Smoothboi Ezra
Photo: Leon McCullough / Courtesy of 23 Media

Smoothboi Ezra’s “Without Me” Mourns Lost Love

Ireland’s Smoothboi Ezra builds a world out of heartbreak on “Without Me”.

There’s a cyclicality to breaking up that, from the very first lines, Smoothboi Ezra knows all too well: “I thought I was close to healing / Until I saw you this evening.” They’re plain words the Irish non-binary singer builds a world out of—fixated on the other lover, turning over hypotheticals in their mind, cutting their hair to be a new person—where each event becomes a reminder that this isn’t the life you had hoped for, a new iteration of heartbreak. The guitars trudge along and whine dejectedly, flatly; constant pain has a way of numbing everything into apathy.

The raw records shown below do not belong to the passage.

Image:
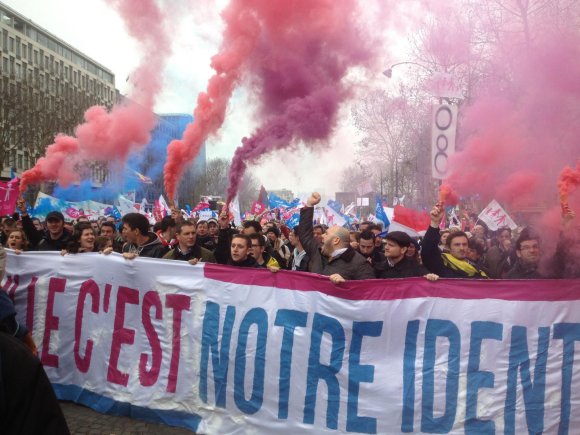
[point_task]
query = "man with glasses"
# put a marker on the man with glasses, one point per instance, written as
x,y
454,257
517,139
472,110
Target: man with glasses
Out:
x,y
528,257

Everything, of course, except for that one person missing, so when Ezra finally musters the courage to talk to their ex—their voice torn between regret, bitterness, wryness, and sincerity (“I don’t mind / Don’t stop living your life”)—it feels like a storm in comparison. The guitars grind their teeth together, cymbals crash as if they were dream-house windows being shattered. And after taking the blame for the break-up, Ezra is left picking the pieces back up, resigned: “I’ll just sleep alone tonight.”